Lloyds Banking Group’s profits are back at pre-crisis level, there’s a new, digital-heavy three-year plan and enough surplus cash to spend £1bn buying back shares. Very good, but the chief executive, António Horta Osório, has a more interesting boast. Lloyds, he said, is “completely aligned” with Jeremy Corbyn’s vision that banks should serve the “real economy”.
You can see what Horta Osório means, of course. Since the crisis, Lloyds has jettisoned almost all its overseas operations and presents itself these days as a patriotic servant of “the people, businesses and communities in the UK”. Its logo is a stylised union jack in green. It parades its flattering statistics at every opportunity: £47bn lent to first-time buyers in the last four years, support for 440,000 startups and the No 1 spot among UK corporate taxpayers.
Horta Osório, lest we forget, has become extremely rich in the process: last year’s £6.4m pay packet is absurd and won’t be cheered by politicians of any stripe. Meanwhile, the group’s behaviour in investigating the fraud at HBOS Reading may have been seriously poor – the regulator’s view is keenly awaited.
But, those qualifications aside, what does the Labour leader make of Lloyds? Is it his kind of bank, or one that he’d prefer to break up?
It would be useful to know because Corbyn, in his speech to the EEF, the manufacturers trade body, on Tuesday painted the financial landscape with such a broad brush that it was impossible to guess what policies are being contemplated. “Banks should be helping the real economy, not suffocating it,” he said. And later: “We need a fundamental rethink of whom finance should serve and how it should be regulated.”
What does that mean in practice? Was Corbyn merely bemoaning (fairly) some of the socially useless activities of investment banks? Or was he saying that ring-fencing and fatter capital ratios – the post-crisis reforms of which Lloyds is the poster child – are inadequate?
Horta Osório has laid down a good challenge. The UK’s biggest bank claims it is putting Corbyn’s view of banking into action. Does the Labour leader agree? A clear answer would be more revealing than a speech that made big claims about the sins of modern finance but didn’t name the culprits. Does he view Lloyds as part of the problem or the solution?
AA on the road to nowhere?
The AA, after a 28% fall in its share price, is a company worth £500m towing a £2.7bn caravan of debt. This lop-sided arrangement is the legacy of too many years under private equity ownership (CVC and Permira, take a bow) and the fund managers who foolishly agreed to provide an exit via flotation in 2014. The share price then was 250p v 84p today, offering a vivid illustration of why the AA should never have been allowed to list with this capital structure.
Whistling cheerfully, the chief executive, Simon Breakwell, reckons the heavy debt load won’t impede his plans to reinvigorate the group.
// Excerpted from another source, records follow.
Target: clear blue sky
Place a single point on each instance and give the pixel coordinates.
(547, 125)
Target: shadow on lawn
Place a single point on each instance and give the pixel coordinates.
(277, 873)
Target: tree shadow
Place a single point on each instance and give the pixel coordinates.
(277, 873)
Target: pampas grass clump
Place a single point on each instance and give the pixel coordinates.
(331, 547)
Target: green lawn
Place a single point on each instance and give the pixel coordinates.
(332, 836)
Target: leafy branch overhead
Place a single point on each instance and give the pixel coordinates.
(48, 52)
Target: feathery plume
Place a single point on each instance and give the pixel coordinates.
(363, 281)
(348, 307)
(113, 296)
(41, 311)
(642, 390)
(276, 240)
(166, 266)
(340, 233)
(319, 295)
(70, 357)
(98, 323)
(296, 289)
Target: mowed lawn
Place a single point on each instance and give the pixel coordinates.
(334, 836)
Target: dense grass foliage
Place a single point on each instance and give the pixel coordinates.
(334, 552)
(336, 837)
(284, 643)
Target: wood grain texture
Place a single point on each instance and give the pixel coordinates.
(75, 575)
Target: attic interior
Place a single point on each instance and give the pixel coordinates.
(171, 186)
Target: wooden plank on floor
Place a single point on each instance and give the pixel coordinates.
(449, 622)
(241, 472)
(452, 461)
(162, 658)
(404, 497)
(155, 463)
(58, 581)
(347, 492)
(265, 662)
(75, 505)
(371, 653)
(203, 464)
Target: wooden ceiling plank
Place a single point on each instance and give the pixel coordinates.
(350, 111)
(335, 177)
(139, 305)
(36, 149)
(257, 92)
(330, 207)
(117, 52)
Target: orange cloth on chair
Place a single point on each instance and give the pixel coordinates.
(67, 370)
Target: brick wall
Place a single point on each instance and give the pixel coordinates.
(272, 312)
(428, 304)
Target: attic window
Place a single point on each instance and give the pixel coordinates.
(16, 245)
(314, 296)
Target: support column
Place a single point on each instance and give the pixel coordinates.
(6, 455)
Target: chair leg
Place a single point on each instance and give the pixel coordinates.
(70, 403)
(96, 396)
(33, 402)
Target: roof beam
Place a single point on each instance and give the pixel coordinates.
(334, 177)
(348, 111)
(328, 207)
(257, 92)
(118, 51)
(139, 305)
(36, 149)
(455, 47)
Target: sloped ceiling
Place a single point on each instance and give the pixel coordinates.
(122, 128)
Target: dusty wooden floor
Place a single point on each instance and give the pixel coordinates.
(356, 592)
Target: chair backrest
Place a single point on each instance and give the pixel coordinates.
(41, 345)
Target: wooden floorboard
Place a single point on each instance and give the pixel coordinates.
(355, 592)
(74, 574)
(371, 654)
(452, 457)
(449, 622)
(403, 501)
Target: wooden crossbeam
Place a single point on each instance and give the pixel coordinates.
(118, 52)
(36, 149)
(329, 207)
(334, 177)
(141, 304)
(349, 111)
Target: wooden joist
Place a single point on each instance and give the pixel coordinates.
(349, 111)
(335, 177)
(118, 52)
The covenants are supposedly light, the average cost of debt is 4.5% and the risk of default is described as “very low” because, even after a hefty profits warning, top-line trading profits are forecast to be £340m-ish this year.
Well, maybe, but it still feels early to be predicting a return to profit growth next year. In attempting to get bigger in car insurance, and to sell policies to non-members for the first time, the AA is pitching itself further into a highly competitive market. The other half of the plan is called “connected car” and involves selling technology devices that detect faults with an engine. Maybe breakdown prevention, as opposed to assistance, really is the future. But since the gadgets have been fitted to only 5,000 cars so far it’s impossible to tell whether this is the advertised game-changer.
Suffering shareholders do know, however, that the AA has been pressing the growth accelerator for years and getting little response. A total of 3.39 million members is a decent base, but the figure is 100,000 lower than three years ago.
The dividend is being cut from 9p a share to just 2p until further notice, demonstrating that bond holders are in the driving seat. The token payment seems to be a peace offering to income funds, including the one run by poor old Neil Woodford, who was there at the AA’s float and whose shocking run goes on. No fancy technology is required to discern the problem in this case: don’t buy shares in simple companies that have been overly complicated by financial engineers.